REPUBLIKA.CO.ID, SURABAYA -- Ketua Pengurus Besar Nahdlatul Ulama (PBNU), Slamet Effendy Yusuf, menyatakan warga nahdliyin mendukung penutupan area lokalisasi Dolly. Dukungan ini disertai dengan harapan adanya kompensasi dan pelatihan yang diberikan bagi pihak-pihak yang terkena imbas penutupan.
''Opsi yang diberikan sudah bagus, itu nanti terserah pilihan masing-masing. Yang penting jangan kembali pada dunia hitam.
Effendy menilai adanya rumah pelacuran memiliki efek yang luas terhadap kehidupan masyarakat. Dia menceritakan adanya radio yang memberitakan penolakan Pekerja Seks Komersial (PSK) di Dolly.
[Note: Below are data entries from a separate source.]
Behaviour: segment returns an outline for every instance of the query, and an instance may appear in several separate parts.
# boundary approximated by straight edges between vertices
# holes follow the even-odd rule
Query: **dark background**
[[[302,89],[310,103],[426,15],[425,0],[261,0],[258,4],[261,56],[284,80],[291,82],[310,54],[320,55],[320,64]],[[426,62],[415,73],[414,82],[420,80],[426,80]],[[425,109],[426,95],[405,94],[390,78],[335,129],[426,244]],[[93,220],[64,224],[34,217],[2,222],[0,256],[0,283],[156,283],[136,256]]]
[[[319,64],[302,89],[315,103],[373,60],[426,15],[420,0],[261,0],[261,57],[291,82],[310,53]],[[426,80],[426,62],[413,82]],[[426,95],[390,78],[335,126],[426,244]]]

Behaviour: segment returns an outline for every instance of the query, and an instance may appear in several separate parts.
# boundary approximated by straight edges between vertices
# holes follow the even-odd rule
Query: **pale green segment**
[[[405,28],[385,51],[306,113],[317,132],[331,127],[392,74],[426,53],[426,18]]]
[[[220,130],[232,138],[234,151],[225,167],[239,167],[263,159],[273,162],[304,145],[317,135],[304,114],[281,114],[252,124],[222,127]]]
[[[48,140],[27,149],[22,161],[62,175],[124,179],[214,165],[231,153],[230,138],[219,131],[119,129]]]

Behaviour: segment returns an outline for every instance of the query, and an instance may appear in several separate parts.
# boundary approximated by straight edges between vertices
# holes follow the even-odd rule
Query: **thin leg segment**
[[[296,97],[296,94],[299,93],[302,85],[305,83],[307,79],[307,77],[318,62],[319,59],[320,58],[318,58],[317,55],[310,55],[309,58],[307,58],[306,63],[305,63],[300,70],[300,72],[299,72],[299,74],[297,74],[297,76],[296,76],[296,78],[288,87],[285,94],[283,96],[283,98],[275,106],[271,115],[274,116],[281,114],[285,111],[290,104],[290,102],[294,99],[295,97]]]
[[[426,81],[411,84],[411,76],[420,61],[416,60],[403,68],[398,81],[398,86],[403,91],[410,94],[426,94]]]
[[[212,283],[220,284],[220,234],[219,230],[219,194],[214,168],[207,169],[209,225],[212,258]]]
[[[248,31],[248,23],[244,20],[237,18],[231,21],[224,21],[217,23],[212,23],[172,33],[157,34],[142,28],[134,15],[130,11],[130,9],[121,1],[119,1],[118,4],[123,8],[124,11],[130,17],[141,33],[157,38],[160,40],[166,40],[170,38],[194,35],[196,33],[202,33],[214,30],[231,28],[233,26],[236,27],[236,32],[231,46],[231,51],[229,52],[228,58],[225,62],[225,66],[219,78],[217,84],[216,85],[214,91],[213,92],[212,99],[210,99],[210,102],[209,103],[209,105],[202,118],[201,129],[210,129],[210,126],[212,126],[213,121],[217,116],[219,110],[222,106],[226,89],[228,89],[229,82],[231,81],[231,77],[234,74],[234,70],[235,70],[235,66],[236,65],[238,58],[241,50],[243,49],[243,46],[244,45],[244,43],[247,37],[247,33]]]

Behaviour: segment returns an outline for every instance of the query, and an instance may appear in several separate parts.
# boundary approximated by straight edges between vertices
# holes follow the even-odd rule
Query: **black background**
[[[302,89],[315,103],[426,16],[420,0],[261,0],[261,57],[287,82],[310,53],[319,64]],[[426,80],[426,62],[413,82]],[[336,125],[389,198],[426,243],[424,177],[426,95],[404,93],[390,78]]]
Walau diberikan pelatihan, para PSK tidak mau Dolly ditutup karena penghasilan mereka menurun.
Effendy mengatakan, dalam sebulan seorang PSK dapat memperoleh penghasilan sebesar Rp 10 juta, sedangkan dengan menjadi penjahit atau pekerjaan yang disarankan, penghasilan mereka tidak akan mencapai angka tersebut.
''Artinya yang dirusak kan sudah mentalnya,'' katanya kepada Republika, Rabu (18/6).
Effendy juga tidak setuju dengan adanya penghalusan istilah seperti sebuah Pekerja Seks Komersial (PSK) untuk memperhalus istilah pelacur, dan warga harapan bagi masyarakat Dolly. ''Kalau pelacur ya sebut saja pelacur.''
Mengenai kekhawatiran akan adanya penyebaran PSK paska penutupan lokalisasi Dolly, Effendy mengatakan hal itu bersifat hipotetis saja. Artinya kekhawatiran ini belum tentu benar. Ia mencontohkan salah satu upaya penutupan lokalisasi yang dinilai cukup berhasil, yaitu di Kramat Tunggak, Jakarta.
''Kita mengetahui pelacuran memang tidak dapat diberantas sampai titik nol, tapi jangan dikonsentrasikan juga dalam wilayah yang sangat besar,'' kata dia.